The Battle of the Nuns
“In a selfish world, they epitomize selflessness and compassion.” (New York Times, 9/17) Who’s that? It’s rough out there. Maybe he’s taking about well-trained, kindly policemen.
One of the remarkable cultural developments within the American Catholic Church during the last few years is the emergence of women religious in the public consciousness in a way never before experienced.
It is certainly due in part to the march of feminism itself, so that just as more women are working, running corporations, serving in Congress and assuming university presidencies, so too do members of women’s religious orders assume leadership in the church, both intellectually as scholars and collectively fighting for social causes. And the response within part of the church hierarchy has been, to put it mildly, negative. Meanwhile the most fascinating response to this has been from lay intellectuals, both Protestant and Catholic.
New York Times columnist Nicholas Kristof, not a Catholic but committed to the same social justice causes as the Catholic church, writes that nuns today are not cloistered in convents: “I see them so often risking their lives around the world, confronting warlords, pimps and thugs, while speaking the local languages fluently.” He introduces us to a Sister Megan Rice who established a school in Nigeria in an area without electricity or running water, then returned to the U.S. where, age 82, she broke into a Nuclear complex in Oak Ridge, Tenn., to call attention to the nuclear threat. Others, such as Sister Jeannice Gramick, a founder of New Ways Ministry, led the way in the acceptance of homosexuals. The sister told her critics “it isn’t about sex. It is about love.” As a result the Vatican in 2012 reprimanded a group of nuns for promoting “radical feminist themes.”
Kristof asks why Pope Francis has not come to the defense of the nuns. Meanwhile the great Catholic novelist Mary Gordon, taking off from the interview with Pope Francis in America, asks in Harpers Magazine, “Is the new Vatican all talk?” (August 2014). American nuns, she writes, may have taken special note of the pope’s new emphasis on the poor rather than on sexual morality. Since the sex abuse crisis, she says, America’s nuns have been the de facto leaders of America’s liberal Catholics. “Like Francis himself, these women have been reprimanded for failing to give sufficient attention to abortion, contraception, and gay marriage.

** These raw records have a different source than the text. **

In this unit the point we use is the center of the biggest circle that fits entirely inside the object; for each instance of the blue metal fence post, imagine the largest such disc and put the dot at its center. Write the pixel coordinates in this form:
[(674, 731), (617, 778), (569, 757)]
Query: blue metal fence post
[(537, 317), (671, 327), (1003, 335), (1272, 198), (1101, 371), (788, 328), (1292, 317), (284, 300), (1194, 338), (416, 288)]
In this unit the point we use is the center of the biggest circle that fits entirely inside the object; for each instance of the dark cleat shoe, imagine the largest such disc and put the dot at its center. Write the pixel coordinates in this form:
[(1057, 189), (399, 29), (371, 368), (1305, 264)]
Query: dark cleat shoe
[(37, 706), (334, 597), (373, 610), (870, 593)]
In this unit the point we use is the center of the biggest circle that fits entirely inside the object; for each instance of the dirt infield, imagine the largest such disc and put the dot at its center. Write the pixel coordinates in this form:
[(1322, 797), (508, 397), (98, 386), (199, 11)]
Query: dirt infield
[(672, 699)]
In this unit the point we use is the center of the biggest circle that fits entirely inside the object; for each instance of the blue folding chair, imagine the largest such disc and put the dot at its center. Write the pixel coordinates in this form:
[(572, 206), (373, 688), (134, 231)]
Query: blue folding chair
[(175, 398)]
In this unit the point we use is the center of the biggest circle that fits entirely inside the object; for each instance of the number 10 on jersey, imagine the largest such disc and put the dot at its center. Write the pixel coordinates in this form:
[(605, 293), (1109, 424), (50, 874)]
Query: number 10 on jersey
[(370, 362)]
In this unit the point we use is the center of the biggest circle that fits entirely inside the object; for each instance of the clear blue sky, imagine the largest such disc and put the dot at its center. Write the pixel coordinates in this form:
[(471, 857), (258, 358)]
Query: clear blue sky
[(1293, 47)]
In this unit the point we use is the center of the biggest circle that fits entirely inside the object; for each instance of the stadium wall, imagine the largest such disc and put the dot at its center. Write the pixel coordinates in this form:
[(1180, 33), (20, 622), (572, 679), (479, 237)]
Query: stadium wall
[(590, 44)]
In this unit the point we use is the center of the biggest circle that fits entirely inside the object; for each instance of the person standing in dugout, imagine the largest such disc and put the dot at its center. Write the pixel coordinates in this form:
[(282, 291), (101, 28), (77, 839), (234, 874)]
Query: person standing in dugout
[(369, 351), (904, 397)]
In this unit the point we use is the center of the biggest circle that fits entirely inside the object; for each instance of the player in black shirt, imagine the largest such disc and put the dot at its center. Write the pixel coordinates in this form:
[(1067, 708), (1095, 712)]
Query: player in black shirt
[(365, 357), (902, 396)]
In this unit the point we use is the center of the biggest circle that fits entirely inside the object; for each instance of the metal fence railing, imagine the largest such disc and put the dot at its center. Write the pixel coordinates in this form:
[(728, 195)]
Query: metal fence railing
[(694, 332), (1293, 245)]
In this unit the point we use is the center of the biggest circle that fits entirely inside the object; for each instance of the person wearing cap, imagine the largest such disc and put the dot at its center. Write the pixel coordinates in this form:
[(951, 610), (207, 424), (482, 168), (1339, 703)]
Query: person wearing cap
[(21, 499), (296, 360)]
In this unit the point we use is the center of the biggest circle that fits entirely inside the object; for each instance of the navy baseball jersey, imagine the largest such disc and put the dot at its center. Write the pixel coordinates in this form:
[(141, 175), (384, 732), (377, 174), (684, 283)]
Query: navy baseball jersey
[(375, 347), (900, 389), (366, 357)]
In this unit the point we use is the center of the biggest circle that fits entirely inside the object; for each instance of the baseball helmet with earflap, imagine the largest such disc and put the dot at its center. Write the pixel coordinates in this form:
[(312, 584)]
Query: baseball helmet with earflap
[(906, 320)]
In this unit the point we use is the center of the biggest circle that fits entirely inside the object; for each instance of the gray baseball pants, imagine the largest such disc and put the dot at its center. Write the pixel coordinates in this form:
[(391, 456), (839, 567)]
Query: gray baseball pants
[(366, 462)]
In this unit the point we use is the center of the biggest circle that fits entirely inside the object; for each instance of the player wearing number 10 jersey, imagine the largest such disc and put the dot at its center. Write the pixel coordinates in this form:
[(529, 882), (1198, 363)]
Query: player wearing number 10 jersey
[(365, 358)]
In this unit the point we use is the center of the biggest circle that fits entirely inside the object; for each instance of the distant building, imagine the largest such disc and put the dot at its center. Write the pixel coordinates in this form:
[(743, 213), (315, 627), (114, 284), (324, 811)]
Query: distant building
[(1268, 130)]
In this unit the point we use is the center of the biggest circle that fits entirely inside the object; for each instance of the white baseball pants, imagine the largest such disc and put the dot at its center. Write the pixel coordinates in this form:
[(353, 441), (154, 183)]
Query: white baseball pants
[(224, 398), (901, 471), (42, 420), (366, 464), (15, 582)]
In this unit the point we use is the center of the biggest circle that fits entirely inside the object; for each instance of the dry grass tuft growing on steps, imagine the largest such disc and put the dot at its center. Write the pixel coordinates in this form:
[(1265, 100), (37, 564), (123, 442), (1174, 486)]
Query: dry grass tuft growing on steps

Rather two separate Vatican bureaucracies have launched investigations of American nuns.”
In fairness to Francis, she says, the church’s male leadership and its women religious have clashed throughout history. In a fascinating two pages she summarizes the relationship. Three examples: Benedictine nun Hildegard of Bingen (1098-1179) was excommunicated for burying an excommunicated nobleman in the convent’s graveyard. She refused to dig him up because he returned to the church before he died. In retaliation the bishop refused the sacraments and the right to sing prayers to the nuns. In 1871, Mary MacKillop, Australian founder of the Sisters of Saint Joseph of the Sacred Heart, was excommunicated when she disclosed that a priest was sexually abusing her school children. The bishop admitted his mistake on his deathbed. She was canonized in 2010. Margaret Anna Cusack (1829-99), a convert to Catholicism, raised money to help the poor and founded the Sisters of St. Joseph of Peace. Archbishop Corrigan of New York thwarted her efforts and convinced other American bishops to do the same. She left the church and died and Anglican.
When the document dealing with the purported moral failures of the Leadership Council of Women Religious was distributed in 2010, just after the nuns’ letter to Congress supporting President Obama’s healthcare initiative, across the country demonstrations and prayer groups responded with 60,000 signatures protesting the disrespectful treatment of these women. Ms. Gordon asked one leading nun why she retains her commitment to her religious order and the Roman Catholic Church. The nun replied:
Why would I leave a way of life that has been so fruitful for me, that’s given me so much. That allows me to live in a way that is so right for me? We offer community, we offer a real spirituality, we know how to listen, we know how to be with the dying. It’s very precious. I wouldn’t let it go. And I’d much rather focus on that than on the famous ‘dwindling numbers’ It’s not about numbers. It’s about who we are, what we are and can do in the world.